Posted by: BEFLA | September 22, 2010 3:28 PM

This is happening everywhere. You have the people that are more than happy to take on the additional responsibility- however the employer is unwilling to change the job description to include the new duties- that would include a pay increase. In addition to the added work is the stress to still get it all done in the 8 hours a day. The employers don't want to pay the OT either. Those that are promoted by default are missing out on the training they need to succeed in their new roles- with companies slashing the training budgets. So who loses out in the end? The employee- they are shoved into roles they are not qualified for- given no training- asked to complete the impossible- for no additional income and when they fail- they will be kicked to the curb for failure to perform. Employers need to watch out- as the market improves, those that are in over their heads will be walking.

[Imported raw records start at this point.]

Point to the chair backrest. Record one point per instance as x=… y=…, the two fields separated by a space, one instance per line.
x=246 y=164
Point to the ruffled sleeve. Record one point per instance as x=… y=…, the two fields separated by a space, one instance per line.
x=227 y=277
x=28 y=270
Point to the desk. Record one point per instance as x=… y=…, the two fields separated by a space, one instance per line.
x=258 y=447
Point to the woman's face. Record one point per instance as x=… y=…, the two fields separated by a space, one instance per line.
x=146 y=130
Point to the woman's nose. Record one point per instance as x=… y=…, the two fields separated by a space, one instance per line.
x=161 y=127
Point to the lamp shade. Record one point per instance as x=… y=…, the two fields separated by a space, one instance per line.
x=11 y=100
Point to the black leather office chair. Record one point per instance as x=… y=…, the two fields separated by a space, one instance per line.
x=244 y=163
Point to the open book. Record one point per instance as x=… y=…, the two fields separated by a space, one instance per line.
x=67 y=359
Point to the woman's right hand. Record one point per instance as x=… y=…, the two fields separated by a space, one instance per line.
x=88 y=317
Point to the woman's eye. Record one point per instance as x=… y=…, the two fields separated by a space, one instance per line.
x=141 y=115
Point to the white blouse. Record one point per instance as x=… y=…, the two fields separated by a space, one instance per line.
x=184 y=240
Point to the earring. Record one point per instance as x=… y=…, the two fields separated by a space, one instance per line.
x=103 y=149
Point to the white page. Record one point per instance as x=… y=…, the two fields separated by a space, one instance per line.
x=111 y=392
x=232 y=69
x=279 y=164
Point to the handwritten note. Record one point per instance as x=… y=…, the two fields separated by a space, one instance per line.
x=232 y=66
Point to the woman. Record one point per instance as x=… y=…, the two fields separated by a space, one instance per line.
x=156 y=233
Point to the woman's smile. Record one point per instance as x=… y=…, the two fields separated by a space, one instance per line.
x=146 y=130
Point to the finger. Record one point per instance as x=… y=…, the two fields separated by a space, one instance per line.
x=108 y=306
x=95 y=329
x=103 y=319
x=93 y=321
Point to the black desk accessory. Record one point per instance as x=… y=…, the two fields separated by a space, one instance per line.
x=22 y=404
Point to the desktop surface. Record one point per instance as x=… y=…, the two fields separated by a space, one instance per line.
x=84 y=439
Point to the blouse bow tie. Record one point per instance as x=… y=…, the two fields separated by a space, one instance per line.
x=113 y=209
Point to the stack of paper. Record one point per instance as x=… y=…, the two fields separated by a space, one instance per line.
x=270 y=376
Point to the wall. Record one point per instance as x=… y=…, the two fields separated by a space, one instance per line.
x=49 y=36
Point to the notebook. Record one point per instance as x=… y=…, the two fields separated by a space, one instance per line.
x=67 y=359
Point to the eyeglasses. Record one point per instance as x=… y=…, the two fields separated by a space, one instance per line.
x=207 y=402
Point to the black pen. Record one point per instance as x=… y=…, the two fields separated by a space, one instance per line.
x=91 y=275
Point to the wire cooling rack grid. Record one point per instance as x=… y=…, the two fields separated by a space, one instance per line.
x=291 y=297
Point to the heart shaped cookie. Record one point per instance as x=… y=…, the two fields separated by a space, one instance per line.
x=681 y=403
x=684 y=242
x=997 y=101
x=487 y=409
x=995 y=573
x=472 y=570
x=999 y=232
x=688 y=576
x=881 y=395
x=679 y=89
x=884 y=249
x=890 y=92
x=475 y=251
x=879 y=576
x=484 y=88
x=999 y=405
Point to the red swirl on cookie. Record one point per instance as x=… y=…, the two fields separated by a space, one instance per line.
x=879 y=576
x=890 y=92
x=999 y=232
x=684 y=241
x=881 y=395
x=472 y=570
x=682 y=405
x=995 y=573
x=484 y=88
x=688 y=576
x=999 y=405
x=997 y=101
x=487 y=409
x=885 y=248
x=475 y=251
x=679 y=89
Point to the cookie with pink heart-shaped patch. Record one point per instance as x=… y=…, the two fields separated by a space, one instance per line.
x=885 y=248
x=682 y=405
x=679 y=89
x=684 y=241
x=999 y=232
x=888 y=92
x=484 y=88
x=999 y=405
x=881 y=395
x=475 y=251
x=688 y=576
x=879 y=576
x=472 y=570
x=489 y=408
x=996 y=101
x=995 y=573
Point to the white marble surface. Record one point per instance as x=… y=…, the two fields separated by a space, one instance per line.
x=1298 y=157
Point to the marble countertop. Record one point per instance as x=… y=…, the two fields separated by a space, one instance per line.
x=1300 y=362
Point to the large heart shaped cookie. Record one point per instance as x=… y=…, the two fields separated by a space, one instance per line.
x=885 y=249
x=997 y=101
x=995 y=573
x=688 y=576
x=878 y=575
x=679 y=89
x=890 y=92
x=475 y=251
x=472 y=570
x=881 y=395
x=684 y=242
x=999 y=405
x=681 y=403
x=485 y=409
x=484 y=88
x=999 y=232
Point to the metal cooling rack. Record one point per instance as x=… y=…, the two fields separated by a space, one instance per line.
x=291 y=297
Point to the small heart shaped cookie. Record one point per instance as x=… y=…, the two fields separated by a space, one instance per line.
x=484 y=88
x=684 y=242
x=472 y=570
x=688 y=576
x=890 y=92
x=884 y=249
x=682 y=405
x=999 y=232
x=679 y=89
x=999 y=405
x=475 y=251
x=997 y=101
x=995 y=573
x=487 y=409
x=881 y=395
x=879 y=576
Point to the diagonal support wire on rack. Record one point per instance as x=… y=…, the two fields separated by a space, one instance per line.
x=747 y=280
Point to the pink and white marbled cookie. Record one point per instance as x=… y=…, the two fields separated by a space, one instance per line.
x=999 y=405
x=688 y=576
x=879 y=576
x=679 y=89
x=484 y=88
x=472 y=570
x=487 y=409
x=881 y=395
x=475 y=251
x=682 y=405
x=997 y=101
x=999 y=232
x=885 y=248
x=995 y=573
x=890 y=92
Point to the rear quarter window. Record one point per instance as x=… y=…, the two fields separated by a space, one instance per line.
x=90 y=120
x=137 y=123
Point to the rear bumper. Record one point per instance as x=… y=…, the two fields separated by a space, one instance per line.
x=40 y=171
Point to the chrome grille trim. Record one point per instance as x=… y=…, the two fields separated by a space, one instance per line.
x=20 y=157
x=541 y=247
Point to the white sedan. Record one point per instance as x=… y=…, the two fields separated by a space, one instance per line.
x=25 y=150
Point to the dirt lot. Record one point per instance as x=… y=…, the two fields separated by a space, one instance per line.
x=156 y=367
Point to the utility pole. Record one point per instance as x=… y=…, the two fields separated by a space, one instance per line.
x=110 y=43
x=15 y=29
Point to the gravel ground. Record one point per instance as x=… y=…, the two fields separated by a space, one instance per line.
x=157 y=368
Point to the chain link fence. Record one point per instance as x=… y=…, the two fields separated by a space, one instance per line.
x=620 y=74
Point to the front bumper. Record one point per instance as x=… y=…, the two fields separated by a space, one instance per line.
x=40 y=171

Posted by: Gina17 | September 21, 2010 4:18 PM

People have to agree to become managers. It really is a legal issue and yes, I realize most people don't stand up to their company for fear of losing their job. This is a consequence of a weak economy where employers wield too much power. This will change though and the tides will turn.

Posted by: GenXer1 | September 21, 2010 3:39 PM

Back when forner President Bush tried to warn America about the housing crisis he saw, no one listened. I would like to know how many Americans who lost their jobs in 2004 and are no longer counted as unemployeed because they do not collect unemployment benefits anymore. The recession have created a new class of the unemployed complete with college degrees. Then there are the over satriration over qualified worker. Someone may say look at the unemployment rate, I say look at whom they are not counting as unemployed. I am not talking about anyone with any kind of self inflecting addiction or disease. I am not forgetting those living homeless or in shelters as a matter of fact because they too are Americans. The government can not support everyone by just printing money. It has been tried it does not work, taxes have to be collected which means people have to work. The right to the pursuit of happiness is one of the things that make America great, which mean we Americans can work on any job that we can get hired on or willing to start.